Leonardo da Vinci malt für Ludovico Sforza „Das letzte Abendmahl“. Weshalb hat Sforza ausgerechnet dieses Bild in Auftrag gegeben? Um die Gläubigen im Dominikanerkloster Santa Maria delle Grazie in ihrem Glauben zu bestärken? Um Gott als Buße für seine Sünden ein Opfer zu bringen und milde zu stimmen? Oder um dem Klerus zu zeigen, was für ein gottesfürchtiger Mann er ist? Egal. In allen drei Fällen macht Sforza Werbung.

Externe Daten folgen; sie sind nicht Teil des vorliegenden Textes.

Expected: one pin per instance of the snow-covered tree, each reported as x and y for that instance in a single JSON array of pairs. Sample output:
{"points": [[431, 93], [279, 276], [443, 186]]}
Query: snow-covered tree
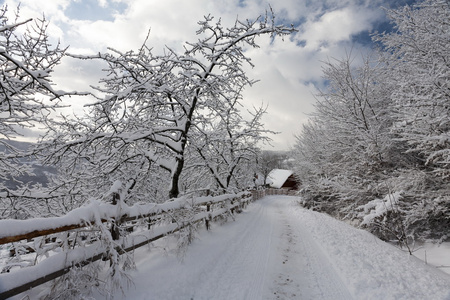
{"points": [[151, 105], [27, 96], [418, 57], [379, 136]]}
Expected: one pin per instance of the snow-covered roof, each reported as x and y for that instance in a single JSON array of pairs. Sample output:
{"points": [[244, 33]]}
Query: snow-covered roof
{"points": [[277, 177]]}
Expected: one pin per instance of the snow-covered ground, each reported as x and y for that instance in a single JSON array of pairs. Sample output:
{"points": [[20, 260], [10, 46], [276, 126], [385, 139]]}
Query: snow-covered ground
{"points": [[277, 250]]}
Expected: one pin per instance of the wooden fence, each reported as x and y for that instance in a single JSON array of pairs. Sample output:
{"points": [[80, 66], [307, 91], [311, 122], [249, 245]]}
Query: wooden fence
{"points": [[75, 240]]}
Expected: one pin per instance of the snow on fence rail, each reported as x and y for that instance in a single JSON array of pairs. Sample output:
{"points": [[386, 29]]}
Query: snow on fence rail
{"points": [[61, 243]]}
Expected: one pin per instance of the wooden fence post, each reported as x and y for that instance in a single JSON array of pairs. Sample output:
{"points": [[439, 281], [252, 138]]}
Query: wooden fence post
{"points": [[208, 218]]}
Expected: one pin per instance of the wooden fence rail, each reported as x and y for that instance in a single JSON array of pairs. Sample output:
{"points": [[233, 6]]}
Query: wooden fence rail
{"points": [[150, 222]]}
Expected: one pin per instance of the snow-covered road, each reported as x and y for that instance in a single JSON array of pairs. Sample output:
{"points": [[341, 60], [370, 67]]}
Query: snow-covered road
{"points": [[277, 250]]}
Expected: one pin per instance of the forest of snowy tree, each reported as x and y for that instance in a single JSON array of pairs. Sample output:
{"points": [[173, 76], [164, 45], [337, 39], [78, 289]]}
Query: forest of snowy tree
{"points": [[159, 125], [376, 151]]}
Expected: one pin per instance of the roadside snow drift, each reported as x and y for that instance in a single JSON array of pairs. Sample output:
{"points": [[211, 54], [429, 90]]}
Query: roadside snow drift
{"points": [[278, 250]]}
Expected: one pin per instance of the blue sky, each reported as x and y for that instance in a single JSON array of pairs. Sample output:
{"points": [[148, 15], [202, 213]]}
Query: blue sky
{"points": [[289, 71]]}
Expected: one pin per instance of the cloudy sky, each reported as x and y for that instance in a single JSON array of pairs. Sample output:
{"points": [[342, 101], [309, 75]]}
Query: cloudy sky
{"points": [[289, 71]]}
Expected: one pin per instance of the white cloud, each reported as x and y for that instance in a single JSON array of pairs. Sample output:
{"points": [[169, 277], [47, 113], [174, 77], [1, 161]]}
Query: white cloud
{"points": [[287, 70]]}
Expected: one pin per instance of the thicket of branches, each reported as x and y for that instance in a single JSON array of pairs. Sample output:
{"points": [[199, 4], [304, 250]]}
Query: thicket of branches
{"points": [[377, 149], [160, 126]]}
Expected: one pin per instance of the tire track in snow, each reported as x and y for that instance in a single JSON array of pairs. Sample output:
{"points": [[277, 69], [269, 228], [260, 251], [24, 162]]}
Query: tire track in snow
{"points": [[240, 271], [304, 271]]}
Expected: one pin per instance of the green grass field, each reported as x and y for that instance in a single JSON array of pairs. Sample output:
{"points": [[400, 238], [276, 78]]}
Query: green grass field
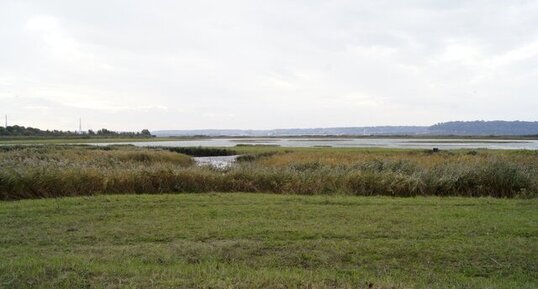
{"points": [[242, 240]]}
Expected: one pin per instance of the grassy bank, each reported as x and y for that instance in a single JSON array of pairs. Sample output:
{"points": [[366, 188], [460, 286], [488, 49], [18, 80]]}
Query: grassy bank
{"points": [[268, 241], [53, 171]]}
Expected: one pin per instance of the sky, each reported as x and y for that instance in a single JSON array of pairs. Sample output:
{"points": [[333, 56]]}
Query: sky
{"points": [[130, 65]]}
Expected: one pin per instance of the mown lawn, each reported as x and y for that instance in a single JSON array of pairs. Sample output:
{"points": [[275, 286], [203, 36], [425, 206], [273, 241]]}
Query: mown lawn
{"points": [[240, 240]]}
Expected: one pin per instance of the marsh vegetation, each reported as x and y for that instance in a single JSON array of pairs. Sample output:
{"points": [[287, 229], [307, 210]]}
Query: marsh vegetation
{"points": [[53, 171]]}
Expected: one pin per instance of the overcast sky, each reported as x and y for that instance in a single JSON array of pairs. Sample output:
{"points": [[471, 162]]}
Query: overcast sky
{"points": [[129, 65]]}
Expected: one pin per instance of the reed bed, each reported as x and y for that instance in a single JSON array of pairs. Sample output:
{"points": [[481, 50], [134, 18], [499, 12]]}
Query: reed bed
{"points": [[54, 171]]}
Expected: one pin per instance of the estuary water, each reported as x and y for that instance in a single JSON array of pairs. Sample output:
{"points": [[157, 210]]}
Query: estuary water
{"points": [[411, 143]]}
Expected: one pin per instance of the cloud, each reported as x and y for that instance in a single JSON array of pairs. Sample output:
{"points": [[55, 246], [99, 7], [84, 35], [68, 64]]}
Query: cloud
{"points": [[260, 64]]}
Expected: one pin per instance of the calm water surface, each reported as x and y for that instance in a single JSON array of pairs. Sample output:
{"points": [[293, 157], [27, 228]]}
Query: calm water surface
{"points": [[349, 142]]}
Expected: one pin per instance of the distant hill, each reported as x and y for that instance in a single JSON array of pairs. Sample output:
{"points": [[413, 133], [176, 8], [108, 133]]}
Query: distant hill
{"points": [[497, 127], [463, 128]]}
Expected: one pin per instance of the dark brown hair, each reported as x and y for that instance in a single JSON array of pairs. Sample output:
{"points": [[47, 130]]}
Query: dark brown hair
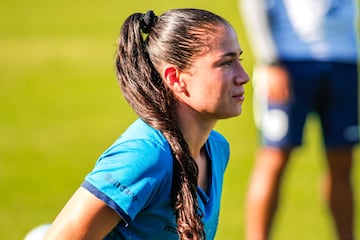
{"points": [[147, 41]]}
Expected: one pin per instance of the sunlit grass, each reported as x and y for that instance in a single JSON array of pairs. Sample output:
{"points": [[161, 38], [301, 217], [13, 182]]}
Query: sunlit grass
{"points": [[61, 107]]}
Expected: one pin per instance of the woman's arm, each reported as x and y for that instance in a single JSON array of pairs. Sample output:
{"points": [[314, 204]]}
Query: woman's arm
{"points": [[83, 217]]}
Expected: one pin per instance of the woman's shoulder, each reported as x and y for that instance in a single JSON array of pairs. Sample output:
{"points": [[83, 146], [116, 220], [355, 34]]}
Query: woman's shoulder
{"points": [[140, 143]]}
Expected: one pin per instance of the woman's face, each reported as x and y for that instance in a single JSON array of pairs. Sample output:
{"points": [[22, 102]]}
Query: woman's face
{"points": [[215, 81]]}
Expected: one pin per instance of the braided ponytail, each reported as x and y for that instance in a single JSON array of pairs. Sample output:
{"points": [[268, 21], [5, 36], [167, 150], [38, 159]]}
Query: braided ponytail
{"points": [[174, 37]]}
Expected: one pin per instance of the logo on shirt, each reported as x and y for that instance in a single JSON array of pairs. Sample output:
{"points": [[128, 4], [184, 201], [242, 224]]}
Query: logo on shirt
{"points": [[121, 187]]}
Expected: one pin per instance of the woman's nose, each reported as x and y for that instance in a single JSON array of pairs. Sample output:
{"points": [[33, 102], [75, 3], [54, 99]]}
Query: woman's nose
{"points": [[241, 77]]}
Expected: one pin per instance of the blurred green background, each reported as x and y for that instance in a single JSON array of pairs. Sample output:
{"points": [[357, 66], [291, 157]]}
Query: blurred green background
{"points": [[60, 107]]}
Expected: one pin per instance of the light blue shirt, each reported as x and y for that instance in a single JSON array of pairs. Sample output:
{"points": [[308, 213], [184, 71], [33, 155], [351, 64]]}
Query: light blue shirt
{"points": [[134, 177]]}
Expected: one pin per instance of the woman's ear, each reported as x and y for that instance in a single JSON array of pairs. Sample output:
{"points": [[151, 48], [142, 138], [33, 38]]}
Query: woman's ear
{"points": [[172, 77]]}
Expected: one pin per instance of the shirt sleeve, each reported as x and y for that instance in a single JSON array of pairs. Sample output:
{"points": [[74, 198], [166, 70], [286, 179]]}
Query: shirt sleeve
{"points": [[128, 175]]}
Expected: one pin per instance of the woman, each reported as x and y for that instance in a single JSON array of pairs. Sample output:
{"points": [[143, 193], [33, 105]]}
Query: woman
{"points": [[162, 179]]}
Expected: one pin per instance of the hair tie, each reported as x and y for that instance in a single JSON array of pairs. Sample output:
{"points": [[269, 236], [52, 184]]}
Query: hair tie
{"points": [[147, 21]]}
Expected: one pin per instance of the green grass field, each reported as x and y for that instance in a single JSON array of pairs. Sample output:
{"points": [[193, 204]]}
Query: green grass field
{"points": [[61, 107]]}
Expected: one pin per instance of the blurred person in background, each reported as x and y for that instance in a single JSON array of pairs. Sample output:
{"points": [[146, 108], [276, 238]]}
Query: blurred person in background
{"points": [[306, 62]]}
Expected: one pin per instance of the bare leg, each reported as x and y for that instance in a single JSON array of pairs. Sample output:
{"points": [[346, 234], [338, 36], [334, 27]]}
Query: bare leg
{"points": [[339, 191], [262, 198]]}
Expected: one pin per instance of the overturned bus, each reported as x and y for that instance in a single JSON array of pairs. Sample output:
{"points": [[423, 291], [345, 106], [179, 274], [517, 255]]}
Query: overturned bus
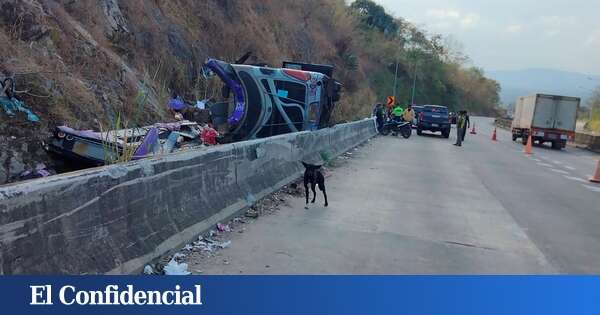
{"points": [[265, 101]]}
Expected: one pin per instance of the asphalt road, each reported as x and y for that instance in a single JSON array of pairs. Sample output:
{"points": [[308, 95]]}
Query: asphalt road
{"points": [[424, 206]]}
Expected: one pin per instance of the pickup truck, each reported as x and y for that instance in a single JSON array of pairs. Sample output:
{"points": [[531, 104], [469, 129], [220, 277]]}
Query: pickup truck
{"points": [[434, 118]]}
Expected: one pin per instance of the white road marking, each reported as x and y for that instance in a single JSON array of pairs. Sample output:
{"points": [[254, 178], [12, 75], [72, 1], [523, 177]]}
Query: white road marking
{"points": [[592, 188], [577, 179], [559, 171]]}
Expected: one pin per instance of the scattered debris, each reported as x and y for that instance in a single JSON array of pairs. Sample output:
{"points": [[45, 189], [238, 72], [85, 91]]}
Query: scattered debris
{"points": [[10, 104], [223, 227], [91, 148], [173, 268], [40, 171], [224, 244], [148, 270]]}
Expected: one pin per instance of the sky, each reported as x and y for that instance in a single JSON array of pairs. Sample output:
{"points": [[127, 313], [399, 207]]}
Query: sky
{"points": [[513, 34]]}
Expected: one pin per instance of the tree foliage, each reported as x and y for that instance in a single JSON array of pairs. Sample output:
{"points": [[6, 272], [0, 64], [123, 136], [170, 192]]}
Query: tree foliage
{"points": [[437, 63]]}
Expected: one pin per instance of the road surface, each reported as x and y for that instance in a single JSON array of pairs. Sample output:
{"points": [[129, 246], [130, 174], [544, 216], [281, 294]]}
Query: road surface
{"points": [[424, 206]]}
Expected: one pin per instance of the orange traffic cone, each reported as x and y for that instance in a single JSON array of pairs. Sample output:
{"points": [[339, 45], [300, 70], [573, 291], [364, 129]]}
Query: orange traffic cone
{"points": [[596, 177], [529, 146]]}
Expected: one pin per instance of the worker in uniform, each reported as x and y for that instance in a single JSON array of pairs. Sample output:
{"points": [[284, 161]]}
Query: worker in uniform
{"points": [[397, 113]]}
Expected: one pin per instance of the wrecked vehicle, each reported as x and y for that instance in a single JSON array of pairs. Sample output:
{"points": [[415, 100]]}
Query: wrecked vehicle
{"points": [[272, 101], [258, 102], [89, 148]]}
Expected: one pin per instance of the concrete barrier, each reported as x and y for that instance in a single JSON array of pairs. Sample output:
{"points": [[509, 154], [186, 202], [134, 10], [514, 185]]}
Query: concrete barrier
{"points": [[114, 219]]}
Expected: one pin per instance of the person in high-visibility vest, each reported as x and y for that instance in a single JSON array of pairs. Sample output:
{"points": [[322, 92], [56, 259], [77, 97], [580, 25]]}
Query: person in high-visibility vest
{"points": [[397, 113], [408, 114]]}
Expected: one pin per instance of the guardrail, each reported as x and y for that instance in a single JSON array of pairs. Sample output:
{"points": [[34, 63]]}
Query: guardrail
{"points": [[114, 219]]}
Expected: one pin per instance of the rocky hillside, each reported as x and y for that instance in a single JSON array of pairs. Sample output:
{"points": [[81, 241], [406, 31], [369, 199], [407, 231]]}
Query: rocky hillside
{"points": [[83, 63]]}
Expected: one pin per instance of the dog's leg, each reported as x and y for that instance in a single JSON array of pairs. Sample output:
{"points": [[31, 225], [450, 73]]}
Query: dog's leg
{"points": [[322, 187], [306, 192]]}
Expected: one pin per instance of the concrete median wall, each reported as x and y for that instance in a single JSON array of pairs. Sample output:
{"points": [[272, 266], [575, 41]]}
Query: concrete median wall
{"points": [[114, 219]]}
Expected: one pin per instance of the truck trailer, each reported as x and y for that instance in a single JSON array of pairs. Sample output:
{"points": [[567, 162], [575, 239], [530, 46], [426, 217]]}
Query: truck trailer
{"points": [[547, 118]]}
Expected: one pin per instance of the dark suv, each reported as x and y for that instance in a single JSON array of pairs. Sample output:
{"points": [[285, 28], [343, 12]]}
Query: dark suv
{"points": [[434, 118]]}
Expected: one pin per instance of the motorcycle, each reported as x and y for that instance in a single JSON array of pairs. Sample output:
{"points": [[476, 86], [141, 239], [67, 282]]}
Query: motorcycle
{"points": [[394, 127]]}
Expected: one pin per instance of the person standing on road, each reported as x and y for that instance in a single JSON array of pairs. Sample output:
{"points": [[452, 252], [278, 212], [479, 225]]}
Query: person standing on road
{"points": [[397, 113], [408, 114], [467, 124], [461, 124]]}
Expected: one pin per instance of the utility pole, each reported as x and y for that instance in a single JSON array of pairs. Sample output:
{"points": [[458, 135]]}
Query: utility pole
{"points": [[412, 100], [395, 78]]}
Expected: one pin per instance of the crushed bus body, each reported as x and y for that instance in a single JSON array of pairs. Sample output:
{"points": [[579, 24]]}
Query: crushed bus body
{"points": [[272, 101]]}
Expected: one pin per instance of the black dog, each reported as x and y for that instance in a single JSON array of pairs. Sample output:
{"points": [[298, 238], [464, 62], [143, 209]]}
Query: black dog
{"points": [[313, 176]]}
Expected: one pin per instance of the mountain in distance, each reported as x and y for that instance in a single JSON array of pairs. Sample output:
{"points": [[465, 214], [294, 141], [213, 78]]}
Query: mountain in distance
{"points": [[517, 83]]}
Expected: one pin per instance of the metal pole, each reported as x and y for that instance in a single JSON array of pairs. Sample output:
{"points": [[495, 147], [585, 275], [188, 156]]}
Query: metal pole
{"points": [[412, 100], [395, 78]]}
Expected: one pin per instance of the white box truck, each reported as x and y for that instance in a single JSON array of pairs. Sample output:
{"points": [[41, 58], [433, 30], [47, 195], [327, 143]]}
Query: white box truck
{"points": [[547, 118]]}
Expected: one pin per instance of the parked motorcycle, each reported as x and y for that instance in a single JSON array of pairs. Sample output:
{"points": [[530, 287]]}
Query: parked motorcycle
{"points": [[397, 127]]}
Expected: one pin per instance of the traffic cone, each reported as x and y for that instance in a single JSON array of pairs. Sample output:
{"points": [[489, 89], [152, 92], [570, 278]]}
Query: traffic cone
{"points": [[529, 146], [596, 177]]}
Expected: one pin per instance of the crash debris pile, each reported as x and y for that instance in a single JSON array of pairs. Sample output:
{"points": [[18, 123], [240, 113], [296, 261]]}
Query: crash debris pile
{"points": [[90, 148]]}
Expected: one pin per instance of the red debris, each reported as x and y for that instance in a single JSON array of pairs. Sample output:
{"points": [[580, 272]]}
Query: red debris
{"points": [[209, 136]]}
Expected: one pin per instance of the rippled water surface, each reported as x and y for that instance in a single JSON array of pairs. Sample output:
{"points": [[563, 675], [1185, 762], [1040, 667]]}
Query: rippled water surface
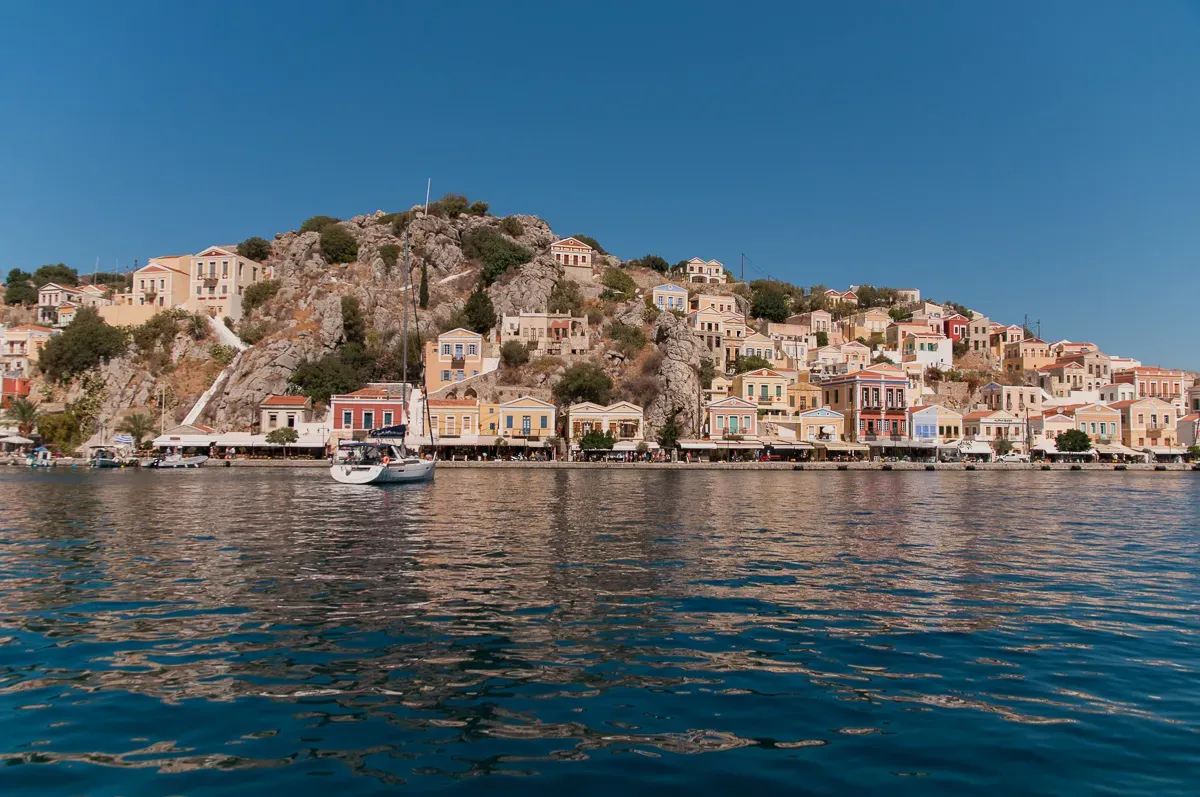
{"points": [[515, 631]]}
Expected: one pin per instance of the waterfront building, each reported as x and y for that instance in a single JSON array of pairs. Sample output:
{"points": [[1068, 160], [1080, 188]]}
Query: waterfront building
{"points": [[670, 297], [527, 419], [547, 333], [935, 423], [711, 271], [873, 400], [219, 279], [454, 357], [372, 407], [276, 412], [765, 388]]}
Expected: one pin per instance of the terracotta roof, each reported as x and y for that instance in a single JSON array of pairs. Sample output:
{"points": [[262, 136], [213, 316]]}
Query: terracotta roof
{"points": [[286, 401]]}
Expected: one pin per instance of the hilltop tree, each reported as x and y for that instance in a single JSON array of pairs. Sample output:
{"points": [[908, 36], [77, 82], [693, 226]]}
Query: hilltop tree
{"points": [[583, 382], [256, 249], [85, 342], [58, 274], [23, 414], [339, 245], [19, 288], [138, 426], [479, 311], [1073, 441]]}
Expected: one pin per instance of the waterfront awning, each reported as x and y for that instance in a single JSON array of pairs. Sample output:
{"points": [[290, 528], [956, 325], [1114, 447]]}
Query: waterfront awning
{"points": [[840, 445]]}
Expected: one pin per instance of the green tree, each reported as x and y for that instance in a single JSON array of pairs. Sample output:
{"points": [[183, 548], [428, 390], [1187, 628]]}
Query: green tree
{"points": [[565, 298], [317, 223], [55, 273], [389, 253], [671, 431], [495, 251], [138, 426], [255, 249], [751, 363], [619, 283], [651, 262], [327, 377], [598, 441], [583, 382], [354, 323], [19, 289], [479, 311], [23, 414], [514, 354], [85, 343], [1073, 441], [258, 293], [591, 241], [339, 245], [769, 303], [513, 226], [282, 436]]}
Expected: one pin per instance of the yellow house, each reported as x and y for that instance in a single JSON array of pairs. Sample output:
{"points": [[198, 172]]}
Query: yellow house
{"points": [[763, 388], [527, 418], [454, 357]]}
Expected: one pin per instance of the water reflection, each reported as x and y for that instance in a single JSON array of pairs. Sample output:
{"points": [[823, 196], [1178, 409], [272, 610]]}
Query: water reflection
{"points": [[564, 623]]}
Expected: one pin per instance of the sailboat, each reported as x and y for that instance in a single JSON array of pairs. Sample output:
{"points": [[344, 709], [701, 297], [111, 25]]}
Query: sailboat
{"points": [[379, 459]]}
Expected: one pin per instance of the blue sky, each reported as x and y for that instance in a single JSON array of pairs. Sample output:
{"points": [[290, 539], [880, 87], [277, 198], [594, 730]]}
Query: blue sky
{"points": [[1019, 157]]}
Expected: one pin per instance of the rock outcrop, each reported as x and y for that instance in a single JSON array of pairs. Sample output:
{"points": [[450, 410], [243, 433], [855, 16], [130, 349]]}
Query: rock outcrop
{"points": [[679, 389]]}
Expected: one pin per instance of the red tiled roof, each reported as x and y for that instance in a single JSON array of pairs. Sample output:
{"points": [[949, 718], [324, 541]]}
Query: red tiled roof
{"points": [[286, 401]]}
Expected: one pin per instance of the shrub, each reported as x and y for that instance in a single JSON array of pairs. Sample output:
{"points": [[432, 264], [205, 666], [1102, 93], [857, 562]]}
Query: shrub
{"points": [[389, 253], [325, 377], [479, 311], [337, 245], [317, 223], [564, 298], [257, 294], [583, 382], [618, 282], [513, 226], [514, 354], [495, 251], [750, 364], [222, 354], [591, 241], [629, 339], [85, 343], [597, 441], [256, 249]]}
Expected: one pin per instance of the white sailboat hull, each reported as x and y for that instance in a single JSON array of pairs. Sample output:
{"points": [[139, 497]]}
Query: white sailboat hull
{"points": [[379, 473]]}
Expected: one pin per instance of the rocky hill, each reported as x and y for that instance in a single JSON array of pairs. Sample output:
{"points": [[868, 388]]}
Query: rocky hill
{"points": [[304, 322]]}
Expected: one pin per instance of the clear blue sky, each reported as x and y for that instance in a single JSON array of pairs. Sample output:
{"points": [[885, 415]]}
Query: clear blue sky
{"points": [[1019, 157]]}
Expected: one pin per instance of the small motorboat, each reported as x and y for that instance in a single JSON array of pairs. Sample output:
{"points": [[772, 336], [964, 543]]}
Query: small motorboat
{"points": [[40, 457], [177, 461], [105, 456], [378, 462]]}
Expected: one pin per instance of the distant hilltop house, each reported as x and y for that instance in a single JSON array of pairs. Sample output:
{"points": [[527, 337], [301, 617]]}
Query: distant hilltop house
{"points": [[707, 271], [575, 257]]}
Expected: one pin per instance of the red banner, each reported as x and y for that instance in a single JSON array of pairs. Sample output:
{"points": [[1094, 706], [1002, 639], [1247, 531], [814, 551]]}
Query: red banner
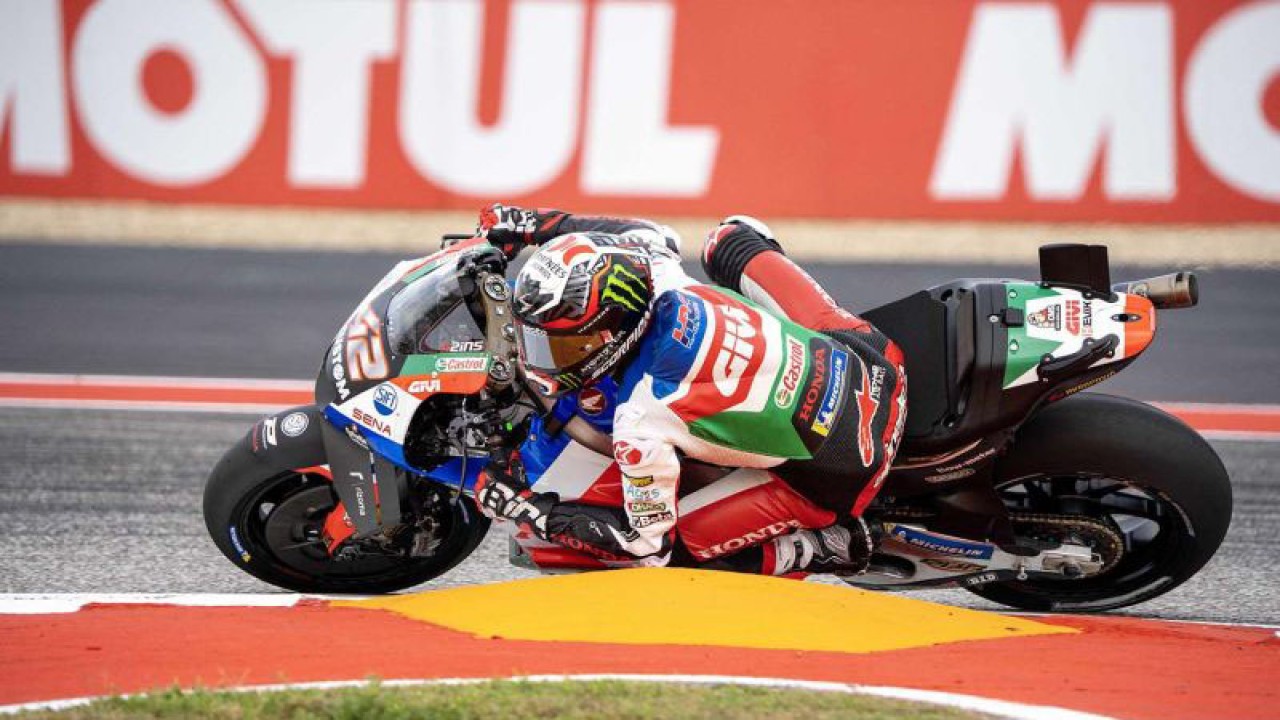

Wenn man bedenkt, dass der Mensch als soziales Wesen ständig bestrebt ist, Zuwendung und Wertschätzung zu erhalten - ob von seinen Mitmenschen oder von Göttern und Geistern – und diese Zuwendung und Wertschätzung durch direkte oder indirekte Beeinflussung zu erlangen sucht, dann handelt es sich bei einem Großteil unserer Kulturschätze um Werbemittel und Werbeträger. Das heißt: unsere Kulturgeschichte wäre ein Nebenprodukt von Werbung. Oder – um einen anderen Vergleich zu wählen - eine Dauerwerbesendung.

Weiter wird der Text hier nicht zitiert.